In the past 10 to 15 years, studies of dinosaur bones have revealed much about the growth strategy of dinosaurs because bone lays down rings much like tree rings. If, as with trees, each ring signifies one year, then dinosaurs grew rapidly after birth and continued to grow over several years until death. Despite the presumed close relationship between dinosaurs and reptiles, dinosaurs grew faster than living reptiles, and their bones had a bigger blood supply. Among living vertebrates, only birds and mammals exhibit such fast growth.

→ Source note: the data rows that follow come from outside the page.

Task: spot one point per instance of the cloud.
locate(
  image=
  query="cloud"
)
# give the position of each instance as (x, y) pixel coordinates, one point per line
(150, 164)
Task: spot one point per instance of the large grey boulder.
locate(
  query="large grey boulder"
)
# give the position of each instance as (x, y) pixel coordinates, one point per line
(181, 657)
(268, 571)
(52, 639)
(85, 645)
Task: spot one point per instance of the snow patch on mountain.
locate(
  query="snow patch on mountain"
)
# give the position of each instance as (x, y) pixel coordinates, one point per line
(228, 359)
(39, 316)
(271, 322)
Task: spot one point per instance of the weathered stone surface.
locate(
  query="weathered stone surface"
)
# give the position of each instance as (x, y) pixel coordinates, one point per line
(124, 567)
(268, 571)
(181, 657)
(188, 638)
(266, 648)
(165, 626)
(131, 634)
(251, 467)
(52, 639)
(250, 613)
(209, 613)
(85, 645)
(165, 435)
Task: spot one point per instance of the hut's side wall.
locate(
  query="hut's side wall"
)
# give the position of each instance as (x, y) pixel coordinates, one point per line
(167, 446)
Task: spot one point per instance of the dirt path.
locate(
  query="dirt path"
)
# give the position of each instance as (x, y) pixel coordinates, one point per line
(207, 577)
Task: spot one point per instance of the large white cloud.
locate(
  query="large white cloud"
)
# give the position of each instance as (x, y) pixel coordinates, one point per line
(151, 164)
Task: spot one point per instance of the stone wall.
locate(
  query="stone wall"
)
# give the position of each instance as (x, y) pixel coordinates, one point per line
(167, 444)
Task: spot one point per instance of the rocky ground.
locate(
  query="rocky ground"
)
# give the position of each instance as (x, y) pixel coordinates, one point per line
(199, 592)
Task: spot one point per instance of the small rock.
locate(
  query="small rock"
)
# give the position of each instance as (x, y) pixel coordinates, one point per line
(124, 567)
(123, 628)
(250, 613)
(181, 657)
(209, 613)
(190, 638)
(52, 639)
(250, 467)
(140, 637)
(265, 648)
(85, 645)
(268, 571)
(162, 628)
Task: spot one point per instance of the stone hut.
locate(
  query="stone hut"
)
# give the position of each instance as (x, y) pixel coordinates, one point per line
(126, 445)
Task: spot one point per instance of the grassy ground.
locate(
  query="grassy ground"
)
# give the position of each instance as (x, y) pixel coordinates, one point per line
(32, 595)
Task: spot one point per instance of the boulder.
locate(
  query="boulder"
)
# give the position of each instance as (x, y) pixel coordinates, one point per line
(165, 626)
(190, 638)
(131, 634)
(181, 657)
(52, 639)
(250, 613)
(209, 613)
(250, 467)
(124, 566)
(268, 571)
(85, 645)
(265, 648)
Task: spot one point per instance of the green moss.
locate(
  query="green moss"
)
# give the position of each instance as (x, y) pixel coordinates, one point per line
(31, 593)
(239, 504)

Birds and small mammals grow quickly to maturity and then become sexually mature, but large mammals reach sexual maturity just before growth slows.
Attempts to determine when dinosaurs became sexually mature, and thus whether they more closely resemble birds or mammals, have been difficult because there have been no clear signs of reproductive maturity in dinosaur skeletons.
Hence the excitement when Schweitzer discovered medullary bone in a T. rex femur. Though other paleontologists have searched fruitlessly for similar signs in fossil bones, Werning and Lee found success by focusing on Tenontosaurus, perhaps the most common and most boring dinosaur in North America, and Allosaurus, a T. rex-like predator.
Tenontosaurus lived in North America during the Early Cretaceous period, 125 to 105 million years ago, and was an ancestor of the duck-billed dinosaurs. A common plant eater, it is known for its long tail that made the dinosaur up to 27 feet long when walking on four legs. Because fossils of these one- to two-ton beasts are common in Oklahoma, Werning was able to obtain many fossil bone slices from the Oklahoma Museum of Natural History. Both a femur (thigh bone) and a tibia (shin bone) from the same fossilized Tenontosaurus showed medullary bone, while growth rings in its bones indicated the pregnant dinosaur was eight years old.
"These were prey dinosaurs, so they were probably taken out when really young and small or when old," Werning said. "So, if you don't reproduce early, you lose your chance."
Lee, on the other hand, focused on Allosaurus fossils from the Cleveland-Lloyd quarry in Utah, where several thousand Allosaurus bones from at least 70 individuals have been discovered. A smaller and older version of T. rex, Allosaurus lived 155 to 145 million years ago in the late Jurassic period. Lee found one tibia with medullary bone from the University of Utah vertebrate paleontology collection.
The two researchers are continuing to analyze thin slices of fossilized dinosaur bone in hopes of finding more skeletons with medullary bone.
The work was made possible by grants from the Geological Society of America, the Paleontological Society and the University of Oklahoma Graduate Student Senate to Werning and by grants to Lee from the Jurassic Foundation and UC Berkeley's Department of Integrative Biology.